La verità si divide in "verità di fede" e "verità di tortura". Della verità pura e semplice non frega niente a nessuno.

domenica 5 luglio 2009

Il colpo di stato in Honduras organizzato da Oscar Rodriguez Maradiaga per conto di Ratzinger.


Intanto cominciano gli scontri di piazza in Honduras e una donna sembra sia stata uccisa.
Sono iniziate le solite cariche di polizia contro alcune migliaia di persone che all’aeroporto di Tegucigalpa attendevano il rientro del Presidente Zelaya.
Le informazioni sono state diffuse dalle reti delle TV locali.
E’ la politica di Ratzinger o, se preferite, il suo facente funzioni in Honduras, il criminale Oscar Rodriguez Maradiaga.
In Honduras come in Iran. Tegucigalpa come Teheran. Ratzinger come gli Iman.

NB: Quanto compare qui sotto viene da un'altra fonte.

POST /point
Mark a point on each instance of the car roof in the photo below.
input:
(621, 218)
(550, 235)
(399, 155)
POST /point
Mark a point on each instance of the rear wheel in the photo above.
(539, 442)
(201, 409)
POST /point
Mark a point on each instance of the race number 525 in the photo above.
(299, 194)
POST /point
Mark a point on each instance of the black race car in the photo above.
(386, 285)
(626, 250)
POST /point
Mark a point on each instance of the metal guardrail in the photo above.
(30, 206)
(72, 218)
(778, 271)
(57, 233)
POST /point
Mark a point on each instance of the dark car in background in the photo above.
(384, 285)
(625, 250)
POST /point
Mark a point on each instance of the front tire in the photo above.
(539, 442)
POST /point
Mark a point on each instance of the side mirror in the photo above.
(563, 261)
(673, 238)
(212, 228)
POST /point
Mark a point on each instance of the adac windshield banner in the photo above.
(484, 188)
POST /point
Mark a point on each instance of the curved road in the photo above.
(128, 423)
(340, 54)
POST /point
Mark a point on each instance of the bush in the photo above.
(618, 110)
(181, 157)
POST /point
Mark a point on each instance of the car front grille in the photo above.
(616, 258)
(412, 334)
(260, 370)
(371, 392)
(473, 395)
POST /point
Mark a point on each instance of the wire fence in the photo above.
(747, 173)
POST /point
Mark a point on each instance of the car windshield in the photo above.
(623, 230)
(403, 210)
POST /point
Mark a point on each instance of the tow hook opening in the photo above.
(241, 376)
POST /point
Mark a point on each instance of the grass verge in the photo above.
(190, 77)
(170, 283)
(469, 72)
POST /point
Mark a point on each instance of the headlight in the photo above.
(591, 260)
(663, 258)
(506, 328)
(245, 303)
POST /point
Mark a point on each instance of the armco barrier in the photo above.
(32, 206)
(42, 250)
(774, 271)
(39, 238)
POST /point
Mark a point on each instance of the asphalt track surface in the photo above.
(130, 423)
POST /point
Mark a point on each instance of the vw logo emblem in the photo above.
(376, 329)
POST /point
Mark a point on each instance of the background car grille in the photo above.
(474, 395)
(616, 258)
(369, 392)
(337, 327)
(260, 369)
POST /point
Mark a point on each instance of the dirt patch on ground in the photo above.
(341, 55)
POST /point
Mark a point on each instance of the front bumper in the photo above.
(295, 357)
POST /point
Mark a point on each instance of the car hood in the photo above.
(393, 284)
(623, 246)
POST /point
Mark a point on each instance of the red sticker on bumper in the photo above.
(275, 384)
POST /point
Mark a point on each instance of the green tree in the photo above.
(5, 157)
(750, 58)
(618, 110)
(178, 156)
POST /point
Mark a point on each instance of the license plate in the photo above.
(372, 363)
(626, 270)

Se c’erano dei dubbi ad attribuire il colpo di stato in Honduras ai vescovi cattolici e a Ratzinger, dopo queste dichiarazioni di Radio vaticana, tali dubbi scompaiono.

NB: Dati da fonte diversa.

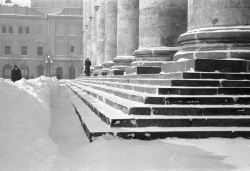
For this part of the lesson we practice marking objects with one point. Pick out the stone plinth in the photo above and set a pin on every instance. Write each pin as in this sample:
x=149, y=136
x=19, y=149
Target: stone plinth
x=110, y=29
x=160, y=24
x=127, y=32
x=217, y=29
x=100, y=28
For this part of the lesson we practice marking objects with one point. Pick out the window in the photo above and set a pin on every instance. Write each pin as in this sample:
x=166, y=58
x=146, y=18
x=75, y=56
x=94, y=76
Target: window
x=3, y=29
x=72, y=49
x=20, y=30
x=25, y=72
x=39, y=50
x=7, y=71
x=27, y=30
x=10, y=29
x=7, y=50
x=24, y=50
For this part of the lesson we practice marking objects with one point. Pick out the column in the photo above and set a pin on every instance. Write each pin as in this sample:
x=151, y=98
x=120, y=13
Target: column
x=127, y=32
x=160, y=24
x=110, y=32
x=88, y=30
x=84, y=30
x=100, y=28
x=217, y=29
x=93, y=32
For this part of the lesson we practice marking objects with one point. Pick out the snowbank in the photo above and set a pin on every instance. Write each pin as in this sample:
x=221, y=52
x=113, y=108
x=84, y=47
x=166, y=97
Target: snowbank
x=24, y=122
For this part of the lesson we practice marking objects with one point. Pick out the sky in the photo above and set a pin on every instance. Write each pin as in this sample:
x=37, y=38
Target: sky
x=19, y=2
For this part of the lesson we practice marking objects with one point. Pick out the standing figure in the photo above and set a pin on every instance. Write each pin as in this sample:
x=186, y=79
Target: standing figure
x=87, y=67
x=16, y=74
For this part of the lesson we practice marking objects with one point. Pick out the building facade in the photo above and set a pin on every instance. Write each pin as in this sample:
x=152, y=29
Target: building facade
x=25, y=41
x=65, y=40
x=51, y=6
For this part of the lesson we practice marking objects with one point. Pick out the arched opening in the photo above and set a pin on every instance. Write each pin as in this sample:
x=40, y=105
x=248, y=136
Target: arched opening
x=39, y=70
x=59, y=73
x=25, y=72
x=72, y=73
x=7, y=71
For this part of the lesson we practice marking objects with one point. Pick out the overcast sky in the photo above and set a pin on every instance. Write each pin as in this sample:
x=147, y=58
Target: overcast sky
x=19, y=2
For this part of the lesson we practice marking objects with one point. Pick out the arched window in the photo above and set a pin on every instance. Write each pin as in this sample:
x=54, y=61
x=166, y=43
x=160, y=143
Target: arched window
x=7, y=71
x=59, y=73
x=25, y=72
x=39, y=70
x=72, y=73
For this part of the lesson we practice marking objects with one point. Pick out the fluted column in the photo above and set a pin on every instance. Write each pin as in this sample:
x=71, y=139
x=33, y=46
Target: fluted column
x=217, y=29
x=160, y=24
x=88, y=29
x=127, y=32
x=84, y=29
x=93, y=32
x=110, y=32
x=100, y=28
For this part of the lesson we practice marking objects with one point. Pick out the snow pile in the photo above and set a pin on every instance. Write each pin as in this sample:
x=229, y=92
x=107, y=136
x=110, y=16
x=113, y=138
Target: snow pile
x=24, y=122
x=23, y=3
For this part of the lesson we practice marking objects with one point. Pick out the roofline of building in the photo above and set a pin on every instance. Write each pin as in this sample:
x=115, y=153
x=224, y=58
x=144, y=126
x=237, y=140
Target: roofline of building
x=65, y=16
x=23, y=16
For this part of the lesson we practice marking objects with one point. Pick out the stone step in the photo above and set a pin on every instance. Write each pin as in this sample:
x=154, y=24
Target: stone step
x=95, y=127
x=169, y=99
x=135, y=108
x=167, y=90
x=180, y=82
x=189, y=75
x=142, y=70
x=115, y=118
x=207, y=65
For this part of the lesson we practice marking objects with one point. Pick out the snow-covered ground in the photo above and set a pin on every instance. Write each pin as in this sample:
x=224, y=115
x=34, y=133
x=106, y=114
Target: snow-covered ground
x=40, y=131
x=25, y=3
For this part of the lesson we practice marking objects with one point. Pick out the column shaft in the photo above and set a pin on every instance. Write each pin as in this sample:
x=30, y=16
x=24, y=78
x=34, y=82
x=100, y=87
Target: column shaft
x=93, y=32
x=160, y=23
x=127, y=32
x=216, y=29
x=100, y=28
x=110, y=30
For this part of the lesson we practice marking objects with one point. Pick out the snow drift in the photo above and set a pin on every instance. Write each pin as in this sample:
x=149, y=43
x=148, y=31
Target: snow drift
x=24, y=123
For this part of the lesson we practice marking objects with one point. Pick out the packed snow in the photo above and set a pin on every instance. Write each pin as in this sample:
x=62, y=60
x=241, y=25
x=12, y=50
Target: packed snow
x=40, y=131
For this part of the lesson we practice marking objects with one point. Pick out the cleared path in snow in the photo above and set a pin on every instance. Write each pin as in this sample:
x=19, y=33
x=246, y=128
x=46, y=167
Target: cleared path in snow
x=109, y=153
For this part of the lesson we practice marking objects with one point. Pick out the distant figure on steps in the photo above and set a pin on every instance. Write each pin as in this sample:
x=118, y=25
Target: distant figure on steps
x=16, y=74
x=87, y=67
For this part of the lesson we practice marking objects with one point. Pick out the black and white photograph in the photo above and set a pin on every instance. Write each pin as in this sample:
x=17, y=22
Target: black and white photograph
x=124, y=85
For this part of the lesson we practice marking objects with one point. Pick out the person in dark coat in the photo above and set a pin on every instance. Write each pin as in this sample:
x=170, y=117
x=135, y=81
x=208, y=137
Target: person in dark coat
x=16, y=74
x=87, y=67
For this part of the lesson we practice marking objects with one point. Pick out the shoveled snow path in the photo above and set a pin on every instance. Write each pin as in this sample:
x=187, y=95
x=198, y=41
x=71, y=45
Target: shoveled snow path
x=108, y=153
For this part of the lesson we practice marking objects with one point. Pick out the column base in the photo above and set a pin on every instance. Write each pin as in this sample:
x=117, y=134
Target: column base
x=215, y=43
x=106, y=68
x=97, y=70
x=121, y=63
x=155, y=53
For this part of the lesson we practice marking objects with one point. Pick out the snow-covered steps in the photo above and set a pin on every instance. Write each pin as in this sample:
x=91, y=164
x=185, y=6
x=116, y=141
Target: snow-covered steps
x=91, y=112
x=137, y=108
x=168, y=90
x=181, y=82
x=207, y=65
x=190, y=75
x=163, y=99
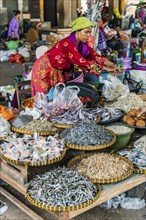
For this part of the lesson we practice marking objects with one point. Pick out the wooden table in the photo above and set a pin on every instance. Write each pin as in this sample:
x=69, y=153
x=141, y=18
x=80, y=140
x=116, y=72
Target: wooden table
x=108, y=191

Già, per quel che mi riguarda, i dubbi erano spariti quando la giunta militare ha tentato di attribuire a Zelaya coinvolgimento col narcotraffico: lo sputtanamento della persona, dopo averla violentata, è proprio delle pratiche cattoliche.
Come Ratzinger manipola, con i suoi complici, le Istituzioni della Repubblica Italiana affinché non rispettino le leggi e le norme della Costituzione, così in Honduras ha messo a punto il colpo di Stato che la comunità internazionale ha condannato.
Il terrorismo della chiesa cattolica, la cui attività è tanto frenetica in Spagna e nell’America Latina, ha deciso di intervenire in prima persona contro tutti i popoli per impedire ai popoli dell’America latina l'autodeterminazione.
Il terrorismo cattolico capitanato dal terrorista internazionale Ratzinger, continua ad aggredire le Democrazie.
A chi toccherà dopo?
Alla Spagna?
Al Venezuela? Alla Bolivia?
I vescovi dell’Honduras si sono resi responsabili di colpo di stato portando il piccolo paese centroamericano fuori dalla democrazia.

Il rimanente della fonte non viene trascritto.